Parmi les reproducteurs, j’ai été choqué de constater que des animaux lourdement handicapés étaient intégrés au circuit de reproduction. Dans un même élevage, j’ai repéré deux chiennes avec un membre manquant et un chien avec une patte paralysée. Le sort des femelles gestantes aussi, est loin d’être enviable. Dans l’un des élevages, elles étaient enfermées dans des box individuels avec leur portée.  Durant six semaines, temps du sevrage alimentaire des chiots, elles peuvent très difficilement échapper à leurs petits qui cherchent sans cesse à téter. Dans un autre élevage, les conditions de détention des mères me sont apparues encore plus rudes. Elles étaient enfermées avec leurs petits dans des caisses en plastique munies de grillages sur le dessus et les côtés. En aucun cas, elles ne peuvent s’échapper de leur boîte. Tous les six mois, ces femelles mettent bas. Épuisées après quelques années de reproduction intense, elles sont réformées.

“Mise à la réforme”

J’ai interrogé les employés au sujet de la réforme. L’âge des animaux, la faible prolificité, la stérilité et les faibles ventes concernant une race sont les critères retenus pour la mise à la réforme. Il m’a été indiqué que les reproducteurs réformés étaient placés en famille. Dans l’un des élevages, j’ai pu constater que des mesures étaient effectivement prises dans ce sens, sans pouvoir vérifier pour autant si tous les animaux étaient à terme placés. Par contre, dans un autre élevage, l’employé n’ayant pas épilogué, je n’ai obtenu aucune information me permettant de vérifier leur placement en famille.

“De grandes chaînes d’animalerie comme clients”

En période de pointe, un élevage qui compte 300 reproducteurs atteint une production de 150 chiots sur une période de 2 mois. À six semaines, les chiots sont brutalement séparés de leur mère. À huit semaines, ils sont envoyés dans les animaleries et chez les vendeurs multi-races. Les employés m’ont cité le nom de grandes chaînes d’animalerie comme clients. J’ai d’ailleurs pu assister au chargement de chiots dans une camionnette pour l’une de ces animaleries ; une caisse est tombée, elle a été remise dans le véhicule sans même prendre le soin de vérifier si les chiots étaient blessés. Si les animaleries constatent que les animaux réceptionnés présentent des défauts, elles les renvoient à l’élevage. Le jour de ma visite, un chiot qui voyageait depuis la veille, était retourné à l’élevage pour cause de surdité. Un employé m’a indiqué qu’il s’accoutumerait à son handicap et qu’il serait placé dans une famille mais encore une fois je n’en ai pas la certitude.

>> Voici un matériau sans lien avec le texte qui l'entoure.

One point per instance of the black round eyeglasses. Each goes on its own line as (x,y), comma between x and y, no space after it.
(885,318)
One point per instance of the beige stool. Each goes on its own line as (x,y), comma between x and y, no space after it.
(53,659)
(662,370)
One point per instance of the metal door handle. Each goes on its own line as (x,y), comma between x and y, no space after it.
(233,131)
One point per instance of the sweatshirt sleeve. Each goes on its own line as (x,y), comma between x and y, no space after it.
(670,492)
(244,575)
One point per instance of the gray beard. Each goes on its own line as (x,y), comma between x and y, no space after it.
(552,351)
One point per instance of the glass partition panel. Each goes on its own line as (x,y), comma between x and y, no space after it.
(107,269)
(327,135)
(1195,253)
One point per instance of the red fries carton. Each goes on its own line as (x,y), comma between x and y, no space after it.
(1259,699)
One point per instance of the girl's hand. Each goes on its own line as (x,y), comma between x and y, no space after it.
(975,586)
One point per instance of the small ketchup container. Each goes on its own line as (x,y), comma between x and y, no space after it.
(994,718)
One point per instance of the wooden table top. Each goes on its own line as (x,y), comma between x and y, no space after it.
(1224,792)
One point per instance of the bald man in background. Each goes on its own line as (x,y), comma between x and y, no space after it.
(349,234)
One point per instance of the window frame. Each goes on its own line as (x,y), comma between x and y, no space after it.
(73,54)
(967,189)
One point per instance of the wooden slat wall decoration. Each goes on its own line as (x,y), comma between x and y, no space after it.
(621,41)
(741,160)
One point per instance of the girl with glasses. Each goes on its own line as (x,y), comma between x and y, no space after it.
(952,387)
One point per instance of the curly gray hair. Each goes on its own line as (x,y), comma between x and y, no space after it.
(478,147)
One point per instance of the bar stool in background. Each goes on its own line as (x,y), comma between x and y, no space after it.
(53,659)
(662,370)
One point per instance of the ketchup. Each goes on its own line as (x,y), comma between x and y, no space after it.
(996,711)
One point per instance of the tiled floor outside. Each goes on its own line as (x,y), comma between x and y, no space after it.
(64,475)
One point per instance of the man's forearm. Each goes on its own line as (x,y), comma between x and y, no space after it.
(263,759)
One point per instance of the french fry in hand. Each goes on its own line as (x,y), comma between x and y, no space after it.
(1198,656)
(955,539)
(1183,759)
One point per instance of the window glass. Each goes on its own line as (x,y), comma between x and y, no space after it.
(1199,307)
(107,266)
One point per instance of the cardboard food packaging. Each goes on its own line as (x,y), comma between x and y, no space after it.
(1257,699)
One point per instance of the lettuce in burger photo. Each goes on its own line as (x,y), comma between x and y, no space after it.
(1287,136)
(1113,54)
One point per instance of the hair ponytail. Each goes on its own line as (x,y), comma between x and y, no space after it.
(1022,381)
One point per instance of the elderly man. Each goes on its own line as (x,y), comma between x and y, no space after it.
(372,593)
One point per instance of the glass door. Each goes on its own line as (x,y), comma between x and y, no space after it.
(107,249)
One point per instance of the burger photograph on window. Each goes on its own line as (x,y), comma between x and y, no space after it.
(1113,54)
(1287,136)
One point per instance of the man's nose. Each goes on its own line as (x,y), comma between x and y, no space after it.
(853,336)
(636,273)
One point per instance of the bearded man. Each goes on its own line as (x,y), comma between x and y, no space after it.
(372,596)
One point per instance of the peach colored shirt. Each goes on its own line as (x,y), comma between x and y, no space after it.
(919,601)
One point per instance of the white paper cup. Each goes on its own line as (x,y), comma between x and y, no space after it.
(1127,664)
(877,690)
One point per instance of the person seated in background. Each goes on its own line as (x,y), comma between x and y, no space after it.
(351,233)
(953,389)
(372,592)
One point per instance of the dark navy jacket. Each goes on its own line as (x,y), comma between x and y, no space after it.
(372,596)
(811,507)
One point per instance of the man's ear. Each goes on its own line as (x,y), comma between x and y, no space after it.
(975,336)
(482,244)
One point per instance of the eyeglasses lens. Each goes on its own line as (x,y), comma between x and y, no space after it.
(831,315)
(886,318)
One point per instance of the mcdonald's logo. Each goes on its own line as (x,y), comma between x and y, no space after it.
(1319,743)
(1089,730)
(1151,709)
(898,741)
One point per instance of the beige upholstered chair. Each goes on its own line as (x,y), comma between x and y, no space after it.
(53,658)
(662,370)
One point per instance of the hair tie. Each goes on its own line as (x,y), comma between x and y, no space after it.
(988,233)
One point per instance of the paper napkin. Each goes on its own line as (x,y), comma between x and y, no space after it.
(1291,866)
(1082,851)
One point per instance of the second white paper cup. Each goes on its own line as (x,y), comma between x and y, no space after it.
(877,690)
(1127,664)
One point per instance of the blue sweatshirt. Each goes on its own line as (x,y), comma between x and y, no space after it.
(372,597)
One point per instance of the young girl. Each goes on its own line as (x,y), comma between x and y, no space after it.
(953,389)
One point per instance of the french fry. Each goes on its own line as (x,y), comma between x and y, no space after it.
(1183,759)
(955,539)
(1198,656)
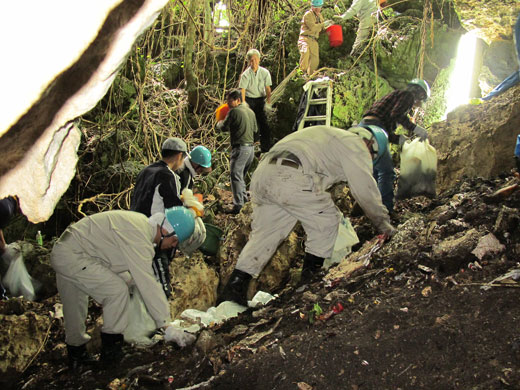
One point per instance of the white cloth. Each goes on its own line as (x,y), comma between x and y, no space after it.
(283,195)
(88,258)
(255,83)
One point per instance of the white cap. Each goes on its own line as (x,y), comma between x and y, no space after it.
(176,144)
(159,219)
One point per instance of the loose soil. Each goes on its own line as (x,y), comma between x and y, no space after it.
(402,327)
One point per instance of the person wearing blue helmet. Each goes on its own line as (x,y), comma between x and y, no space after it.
(312,25)
(290,185)
(387,113)
(101,256)
(196,163)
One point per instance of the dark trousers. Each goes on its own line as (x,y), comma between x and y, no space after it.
(257,105)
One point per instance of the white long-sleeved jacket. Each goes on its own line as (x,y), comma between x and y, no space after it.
(331,155)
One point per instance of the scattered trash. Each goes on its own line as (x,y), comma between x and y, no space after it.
(488,244)
(179,336)
(261,298)
(426,291)
(508,278)
(425,268)
(345,240)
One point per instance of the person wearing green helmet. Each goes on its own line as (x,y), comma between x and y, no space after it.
(290,185)
(197,163)
(312,25)
(102,256)
(388,112)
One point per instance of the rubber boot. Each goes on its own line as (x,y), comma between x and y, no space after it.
(79,357)
(236,288)
(111,347)
(311,266)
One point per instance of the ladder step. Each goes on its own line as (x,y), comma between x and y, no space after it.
(315,118)
(318,101)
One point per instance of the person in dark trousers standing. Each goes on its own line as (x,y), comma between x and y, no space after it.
(387,113)
(241,124)
(158,186)
(255,86)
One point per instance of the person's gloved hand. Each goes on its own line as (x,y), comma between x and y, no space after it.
(327,23)
(421,133)
(403,139)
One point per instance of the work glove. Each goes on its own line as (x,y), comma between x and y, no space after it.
(327,23)
(421,133)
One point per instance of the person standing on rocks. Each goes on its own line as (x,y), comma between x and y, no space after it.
(101,256)
(255,86)
(290,185)
(311,26)
(241,124)
(387,113)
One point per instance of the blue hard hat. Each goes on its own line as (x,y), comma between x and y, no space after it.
(182,221)
(201,155)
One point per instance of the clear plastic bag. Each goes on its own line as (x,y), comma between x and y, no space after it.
(418,170)
(345,240)
(17,280)
(140,324)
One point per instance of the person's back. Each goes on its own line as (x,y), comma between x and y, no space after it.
(146,189)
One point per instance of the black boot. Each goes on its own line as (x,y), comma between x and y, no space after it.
(236,288)
(111,347)
(311,266)
(79,357)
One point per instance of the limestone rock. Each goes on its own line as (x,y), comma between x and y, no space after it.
(477,140)
(20,339)
(492,19)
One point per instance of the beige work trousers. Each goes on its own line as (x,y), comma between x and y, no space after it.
(79,276)
(309,54)
(281,196)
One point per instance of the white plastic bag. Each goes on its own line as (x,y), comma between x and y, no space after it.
(179,336)
(18,281)
(140,324)
(345,240)
(418,169)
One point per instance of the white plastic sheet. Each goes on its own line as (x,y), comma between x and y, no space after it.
(418,169)
(17,280)
(345,240)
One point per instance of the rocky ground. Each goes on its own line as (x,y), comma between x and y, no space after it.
(421,315)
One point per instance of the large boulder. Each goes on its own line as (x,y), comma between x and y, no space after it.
(477,140)
(20,339)
(77,61)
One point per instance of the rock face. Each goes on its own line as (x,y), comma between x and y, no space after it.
(20,339)
(492,19)
(38,139)
(477,140)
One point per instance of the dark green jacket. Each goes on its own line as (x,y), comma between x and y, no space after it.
(241,123)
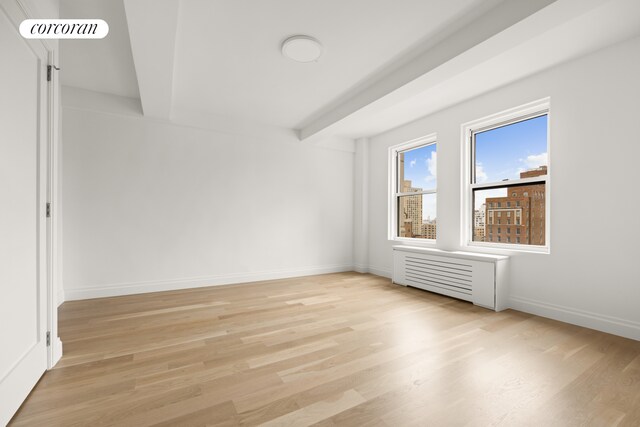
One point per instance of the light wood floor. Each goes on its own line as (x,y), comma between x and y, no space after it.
(339,349)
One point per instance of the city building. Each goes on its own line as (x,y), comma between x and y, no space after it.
(479,216)
(520,216)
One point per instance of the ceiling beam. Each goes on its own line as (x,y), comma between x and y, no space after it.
(152,30)
(396,85)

“Prisonniers de leur boîte”

L’un des élevages que j’ai visité se situe en zone inondable et chaque année, l’eau submerge les installations. Les reproducteurs sont alors enfermés dans des caisses de transport et stockés à l’étage d’un bâtiment en attendant la décrue. L’eau met généralement plus de 48 heures à se retirer. Pendant tout ce temps, les chiens restent prisonniers de leur boîte. Selon un employé, les chiens seraient traumatisés par ces périodes de crues. Il a en effet constaté que lors de fortes pluies, les chiens sont paniqués et s’agitent.”